Equating Illinois, whose deteriorating financial position left it with about $4.7 billion in unpaid bills at the end of June, with the Mediterranean nation is “ridiculous,” Governor Pat Quinn said as the state prepared to sell $900 million in Build America bonds this week.
“Those who are investing in the market they know our bonds have always been repaid,” Quinn said in an interview. “We have provisions in our constitution that are very protective of those who purchase bonds. I have the power to step in and make sure all bondholders are fully paid.”
Financial credit-default swaps approached a record high in Europe last month amid concern that Greece, Portugal and Spain may be forced to restructure debt to narrow budget deficits that are more than three times the European Union limit.
The ability to balance operating budgets, rather than service debt, is the biggest difficulty states confront, Temel said. As tax revenue continues to fall in most states in the recession’s wake, they face greater political conflict and will have to tap funding from programs including education, health and transportation to help fund pension expenditures.

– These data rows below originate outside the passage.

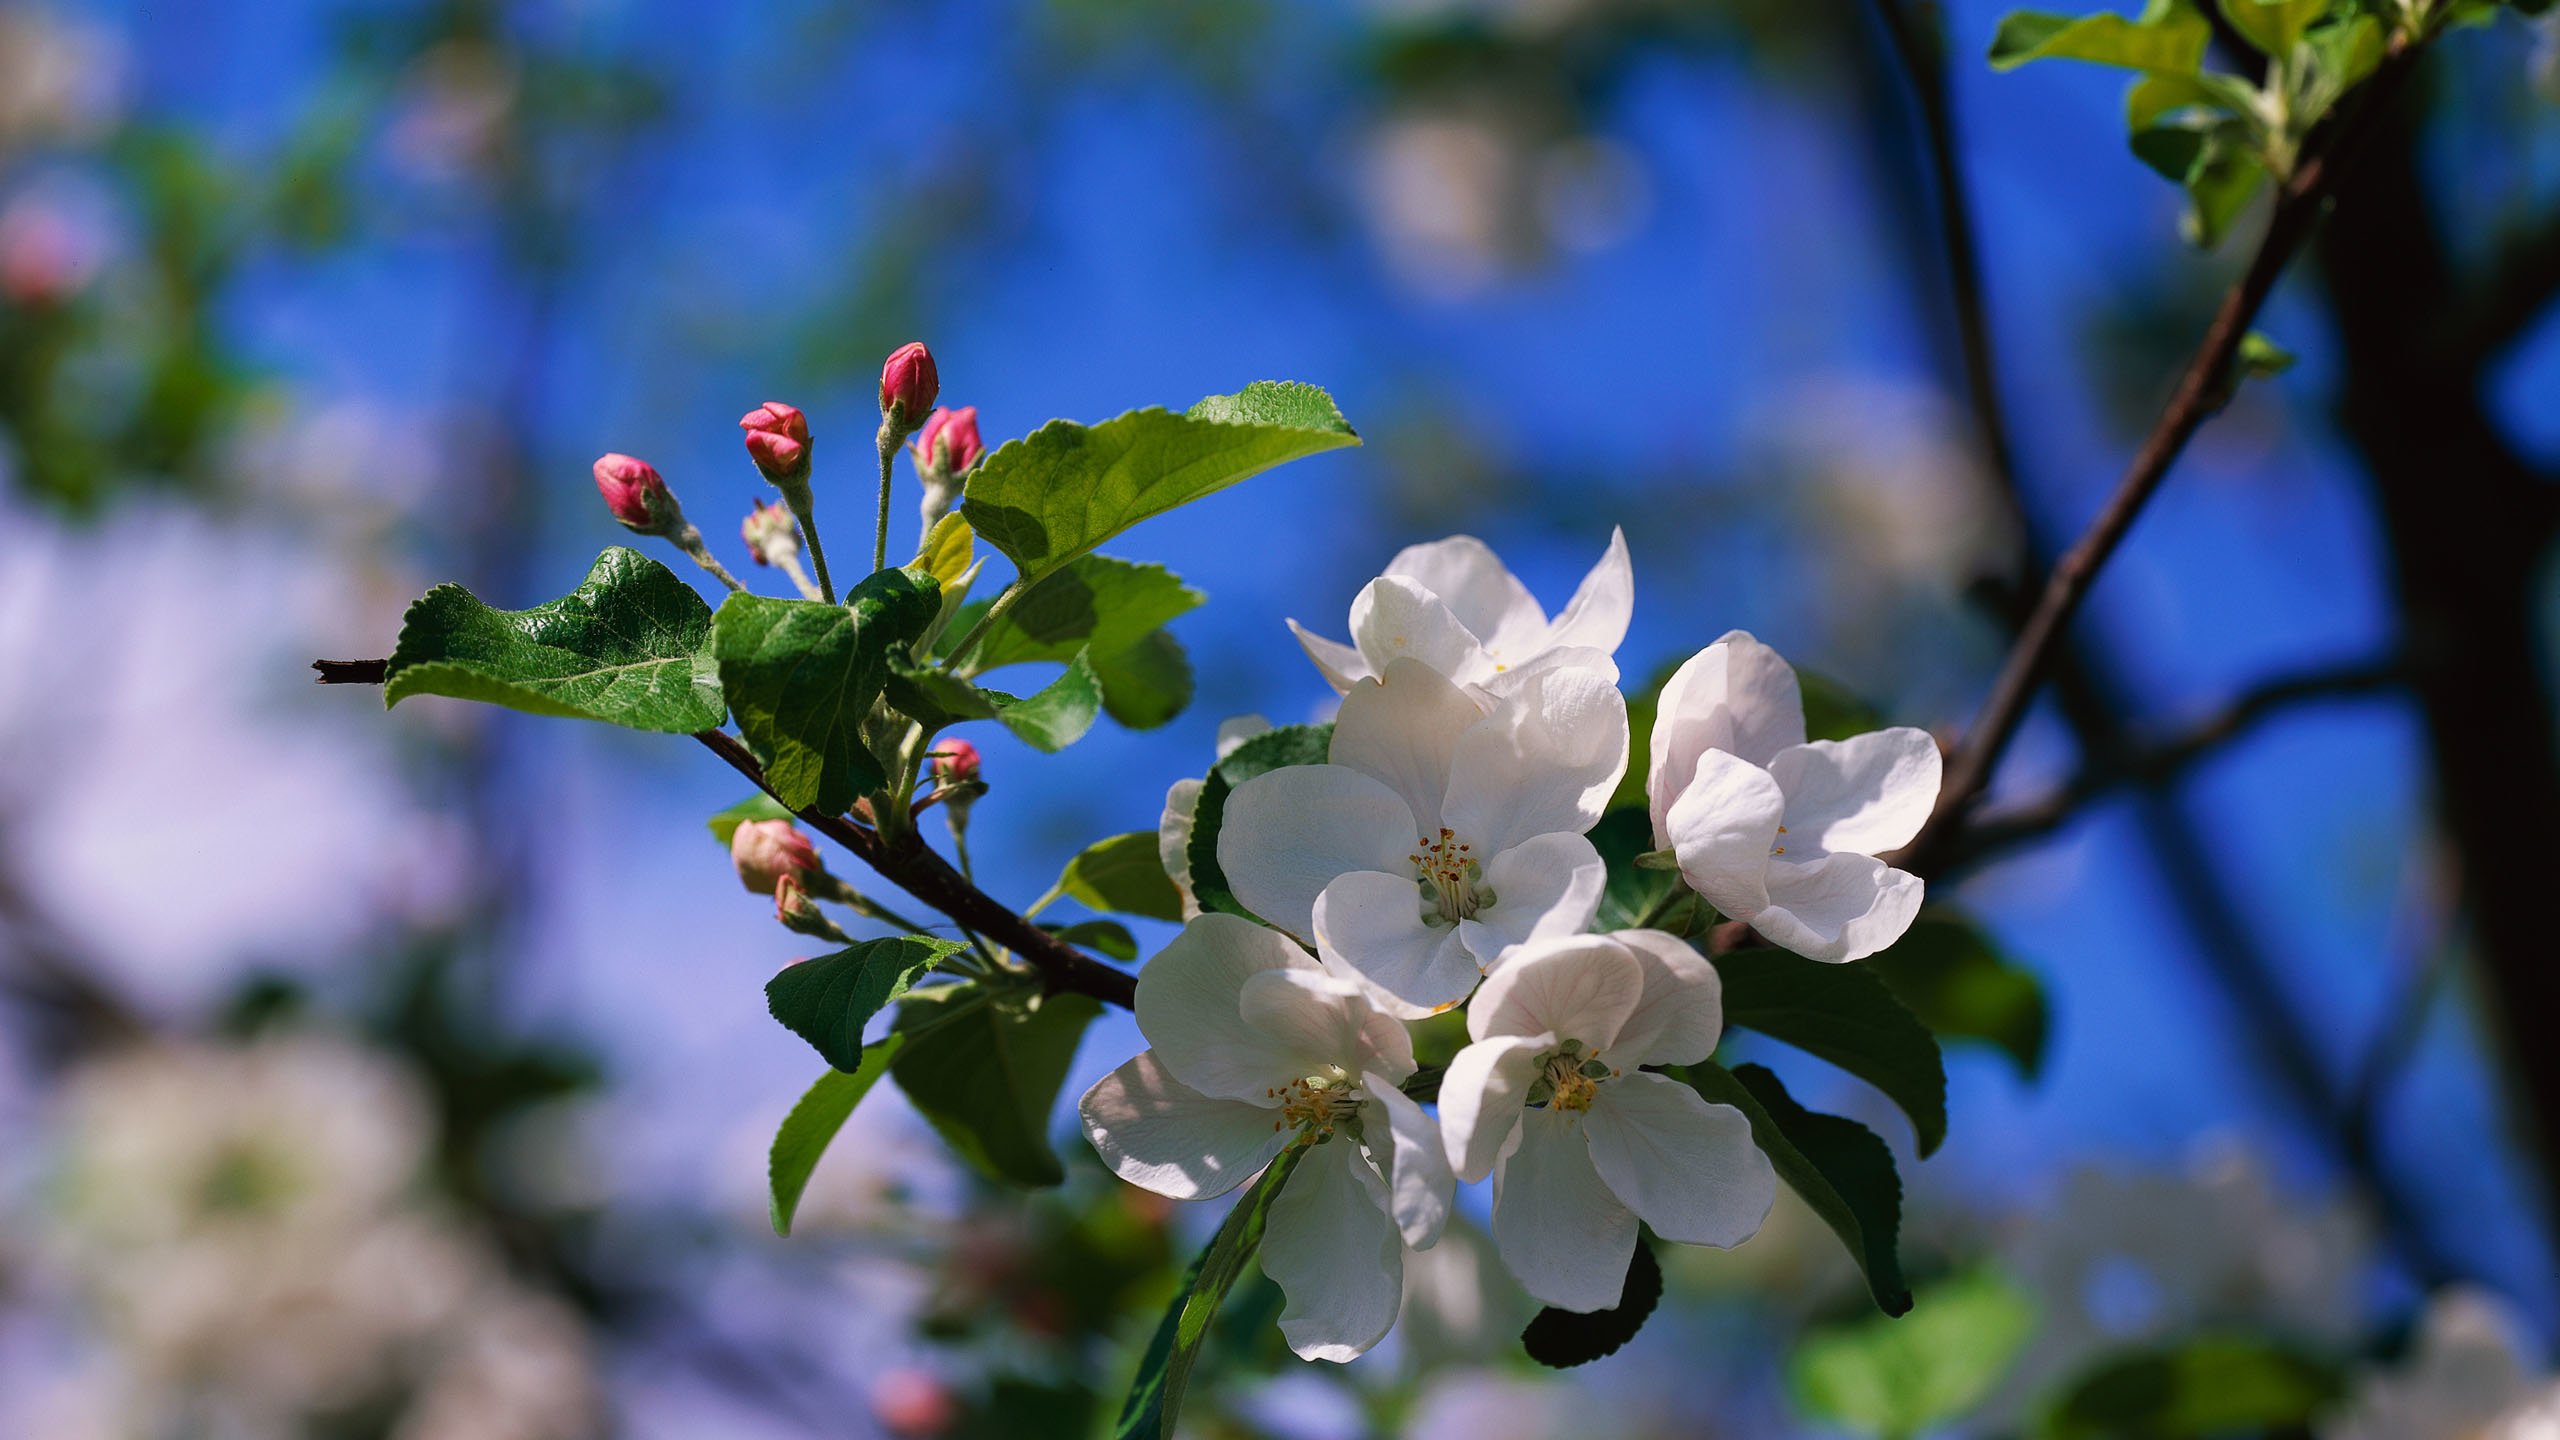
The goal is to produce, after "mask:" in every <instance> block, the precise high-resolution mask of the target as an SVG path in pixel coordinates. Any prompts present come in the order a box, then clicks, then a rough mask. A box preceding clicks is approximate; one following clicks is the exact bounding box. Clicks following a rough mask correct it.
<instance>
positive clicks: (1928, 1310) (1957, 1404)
mask: <svg viewBox="0 0 2560 1440" xmlns="http://www.w3.org/2000/svg"><path fill="white" fill-rule="evenodd" d="M2033 1332H2035V1302H2030V1299H2028V1297H2025V1294H2022V1291H2020V1289H2017V1286H2012V1284H2010V1281H2004V1279H1999V1273H1994V1271H1974V1273H1964V1276H1956V1279H1948V1281H1938V1284H1933V1286H1925V1289H1920V1294H1917V1304H1912V1312H1910V1314H1905V1317H1902V1320H1884V1317H1876V1314H1869V1317H1866V1320H1856V1322H1848V1325H1833V1327H1825V1330H1815V1332H1810V1335H1805V1340H1802V1343H1800V1345H1797V1350H1795V1355H1792V1358H1789V1363H1787V1389H1789V1391H1792V1394H1795V1402H1797V1404H1800V1407H1802V1409H1805V1412H1810V1414H1812V1417H1815V1420H1823V1422H1828V1425H1838V1427H1843V1430H1853V1432H1859V1435H1920V1432H1925V1430H1935V1427H1938V1425H1946V1422H1948V1420H1956V1417H1958V1414H1964V1412H1969V1409H1974V1407H1976V1404H1981V1399H1984V1396H1989V1394H1992V1386H1997V1384H1999V1379H2002V1376H2004V1373H2010V1366H2012V1363H2015V1361H2017V1353H2020V1348H2025V1343H2028V1338H2030V1335H2033Z"/></svg>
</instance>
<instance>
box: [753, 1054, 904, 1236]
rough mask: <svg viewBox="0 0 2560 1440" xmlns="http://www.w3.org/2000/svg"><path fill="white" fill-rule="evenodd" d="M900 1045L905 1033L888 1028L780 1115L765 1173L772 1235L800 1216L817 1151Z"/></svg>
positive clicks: (783, 1234)
mask: <svg viewBox="0 0 2560 1440" xmlns="http://www.w3.org/2000/svg"><path fill="white" fill-rule="evenodd" d="M901 1045H906V1035H899V1033H891V1035H886V1038H881V1040H878V1043H873V1045H863V1063H860V1066H855V1068H850V1071H837V1068H829V1071H827V1074H822V1076H817V1084H814V1086H809V1094H804V1097H801V1099H799V1104H794V1107H791V1115H786V1117H783V1127H781V1130H776V1133H773V1153H771V1156H768V1161H765V1176H768V1181H771V1215H773V1232H776V1235H791V1217H794V1215H799V1197H801V1194H804V1191H806V1189H809V1176H812V1171H817V1161H819V1156H824V1153H827V1145H829V1143H832V1140H835V1133H837V1130H842V1127H845V1117H850V1115H852V1107H855V1104H860V1102H863V1097H865V1094H870V1086H876V1084H881V1076H886V1074H888V1061H893V1058H899V1048H901Z"/></svg>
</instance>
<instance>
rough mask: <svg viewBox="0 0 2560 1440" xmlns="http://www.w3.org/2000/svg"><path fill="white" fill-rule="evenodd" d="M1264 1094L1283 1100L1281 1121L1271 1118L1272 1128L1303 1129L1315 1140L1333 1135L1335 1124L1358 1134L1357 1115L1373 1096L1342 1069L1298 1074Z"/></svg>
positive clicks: (1282, 1101) (1275, 1098)
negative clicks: (1297, 1075)
mask: <svg viewBox="0 0 2560 1440" xmlns="http://www.w3.org/2000/svg"><path fill="white" fill-rule="evenodd" d="M1262 1094H1267V1097H1272V1099H1277V1102H1280V1120H1272V1130H1303V1133H1308V1135H1313V1138H1316V1140H1326V1138H1331V1135H1334V1130H1336V1127H1349V1130H1354V1133H1357V1122H1354V1117H1357V1115H1359V1107H1362V1104H1364V1102H1367V1099H1370V1097H1367V1094H1362V1089H1359V1084H1357V1081H1354V1079H1352V1076H1349V1074H1347V1071H1341V1068H1334V1071H1331V1074H1321V1076H1298V1079H1293V1081H1288V1084H1277V1086H1270V1089H1265V1092H1262Z"/></svg>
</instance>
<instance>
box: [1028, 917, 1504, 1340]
mask: <svg viewBox="0 0 2560 1440" xmlns="http://www.w3.org/2000/svg"><path fill="white" fill-rule="evenodd" d="M1137 1027H1139V1030H1142V1033H1144V1035H1147V1040H1149V1045H1152V1048H1149V1051H1142V1053H1139V1056H1134V1058H1132V1061H1129V1063H1124V1066H1121V1068H1116V1071H1111V1074H1108V1076H1103V1079H1101V1081H1096V1084H1093V1089H1088V1092H1085V1097H1083V1102H1078V1115H1080V1117H1083V1125H1085V1138H1088V1140H1093V1148H1096V1150H1098V1153H1101V1158H1103V1163H1108V1166H1111V1168H1114V1171H1116V1174H1119V1176H1121V1179H1124V1181H1129V1184H1137V1186H1144V1189H1152V1191H1157V1194H1167V1197H1172V1199H1208V1197H1219V1194H1226V1191H1231V1189H1236V1186H1239V1184H1244V1181H1247V1179H1252V1176H1254V1174H1260V1171H1262V1166H1267V1163H1270V1161H1272V1158H1275V1156H1277V1153H1280V1150H1285V1148H1288V1145H1298V1143H1303V1145H1308V1150H1306V1156H1303V1158H1300V1161H1298V1168H1295V1171H1290V1176H1288V1181H1285V1184H1283V1186H1280V1194H1277V1197H1272V1207H1270V1217H1267V1222H1265V1232H1262V1273H1267V1276H1270V1279H1272V1281H1277V1284H1280V1291H1283V1294H1285V1297H1288V1307H1285V1309H1283V1312H1280V1335H1283V1338H1288V1345H1290V1350H1295V1353H1298V1355H1300V1358H1308V1361H1349V1358H1354V1355H1359V1353H1362V1350H1367V1348H1370V1345H1375V1343H1377V1340H1380V1338H1382V1335H1385V1332H1388V1327H1393V1325H1395V1309H1398V1304H1400V1302H1403V1289H1405V1281H1403V1271H1405V1248H1408V1245H1411V1248H1416V1250H1423V1248H1431V1245H1434V1243H1439V1235H1441V1227H1444V1225H1446V1220H1449V1191H1452V1189H1454V1181H1452V1179H1449V1158H1446V1153H1444V1150H1441V1135H1439V1127H1436V1125H1434V1122H1431V1117H1428V1115H1423V1109H1421V1107H1418V1104H1416V1102H1413V1099H1408V1097H1405V1094H1403V1092H1400V1089H1398V1084H1403V1079H1405V1076H1411V1074H1413V1040H1411V1038H1408V1035H1405V1027H1403V1025H1400V1022H1398V1020H1393V1017H1388V1015H1380V1012H1377V1010H1372V1007H1370V1002H1367V999H1364V997H1362V992H1359V986H1357V984H1352V981H1347V979H1339V976H1334V974H1329V971H1326V969H1324V966H1321V963H1318V961H1316V958H1313V956H1308V953H1306V951H1300V948H1298V945H1295V943H1290V938H1288V935H1280V933H1277V930H1265V928H1262V925H1254V922H1249V920H1239V917H1234V915H1201V917H1198V920H1193V922H1190V925H1185V928H1183V933H1180V935H1175V940H1172V943H1170V945H1165V951H1162V953H1157V956H1155V958H1152V961H1147V969H1144V971H1139V976H1137Z"/></svg>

The median debt service as a percentage of state expenditures is 3 percent, “a fraction of Greece’s debt burden,” according to the report, while state pension contributions were “relatively small” at 2.9 percent in 2008.
Illinois “has done little to solve a significant budget gap and has the worst underfunded pension problem” and California “remains challenged,” Temel said. Texas, Colorado, Maryland and Virginia “remain stronger and better managed.”
“We understand we have major fiscal challenges,” Quinn said July 10 in an interview at the National Governors Association meeting in Boston. “Our economy is growing and we want to keep building on that growing economy to get the state budget back in order.”
Illinois shares an A1 debt rating from Moody’s Investors Service with California, the lowest among U.S. states. Illinois ended fiscal 2010 in “the worst fiscal position in its history” and its backlog of unpaid bills and fund transfers rose from $2.8 billion a year earlier, State Comptroller Dan Hynes said in a quarterly report.
State budget deficits will reach a record $140 billion in fiscal 2011, which for most states began July 1, the Center on Budget and Policy Priorities, a Washington-based research group, said in a June report.